Major Pieces of Machinery and Equipment Involved:

  • Eye protection, gowns, gloves, masks and forms for reporting exposures.
  • Anatomy models.
  • Stethoscopes (dual and single head), blood pressure cuffs (adult, infant and child) and penlights.
  • Wheeled stretcher, stair chair, scoop stretcher, flexible stretcher, ambulance, long and short backboards and bed.
  • Pocket mask, bag-valve-mask, flow restricted, oxygen-powered ventilation device, oral airways, nasal airways, EOAs, EGTAs, PtL airways, Combitube airways, suction units, suction catheters, oxygen tank, regulator, nonrebreather mask, nasal cannula, tongue blade and lubricant.
  • Handheld inhaler suitable for training purposes and various spacer devices.
  • CPR manikins, artificial ventilation manikins, automated external defibrillator, NTG training bottle and defibrillation manikin.
  • Epinephrine auto-injector, epinephrine auto-injector trainer and synthetic skin mannequin for injection.
  • Activated charcoal and suction equipment.
  • Childbirth kit and OB mannequin.
  • Sterile dressings, bandages, splints, pneumatic antishock garment, triangular bandage, stick or rod, air splints, triage tags and blankets.
  • Universal dressings, occlusive dressings, 4 x 4 gauze pads, self adherent bandages, roller bandages, burn sheets and sterile water or saline.
  • Long spine boards, short spine immobilization devices, cervical immobilization devices, helmet, head immobilization devices, blanket rolls and two inch tape.

Attendance Policy:

Students should adhere to the attendance policy outlined by the instructor in the course syllabus.

Grading Policy:

The grading policy will be outlined by the instructor in the course syllabus.

Maximum class size:

Based on classroom occupancy

Course Timeframe:

The U.S. Department of Education, Higher Learning Commission and the Kansas Board of Regents define credit hour and have specific regulations that the college must follow when developing, teaching and assessing the educational aspects of the college. A credit hour is an amount of work represented in intended learning outcomes and verified by evidence of student achievement that is an institutionally-established equivalency that reasonably approximates not less than one hour of classroom or direct faculty instruction and a minimum of two hours of out-of-class student work for approximately fifteen weeks for one semester hour of credit or an equivalent amount of work over a different amount of time. The number of semester hours of credit allowed for each distance education or blended hybrid courses shall be assigned by the college based on the amount of time needed to achieve the same course outcomes in a purely face-to-face format.
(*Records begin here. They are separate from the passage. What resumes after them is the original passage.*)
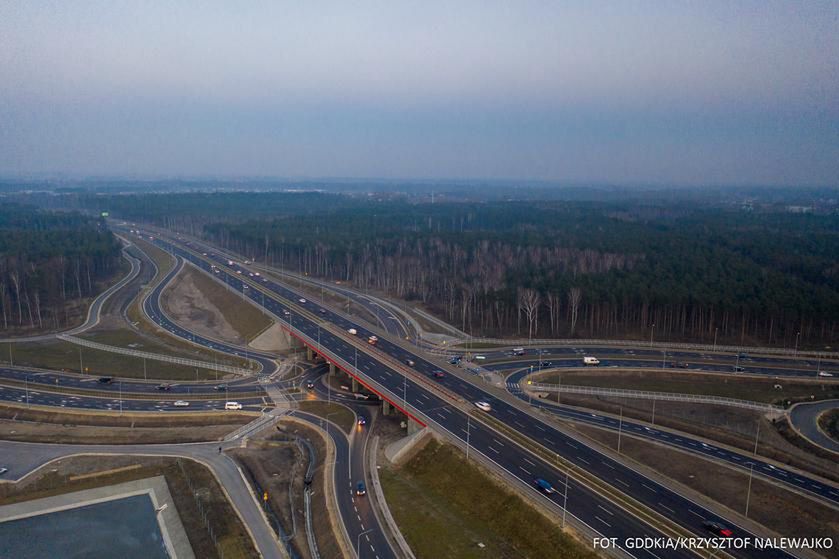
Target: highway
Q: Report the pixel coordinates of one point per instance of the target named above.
(151, 308)
(42, 397)
(559, 357)
(796, 479)
(407, 390)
Refer to the following policies:

402.00 Academic Code of Conduct

263.00 Student Appeal of Course Grades

403.00 Student Code of Conduct

Disability Services Program: 

Cowley College, in recognition of state and federal laws, will accommodate a student with a documented disability.  If a student has a disability which may impact work in this class and which requires accommodations, contact the Disability Services Coordinator.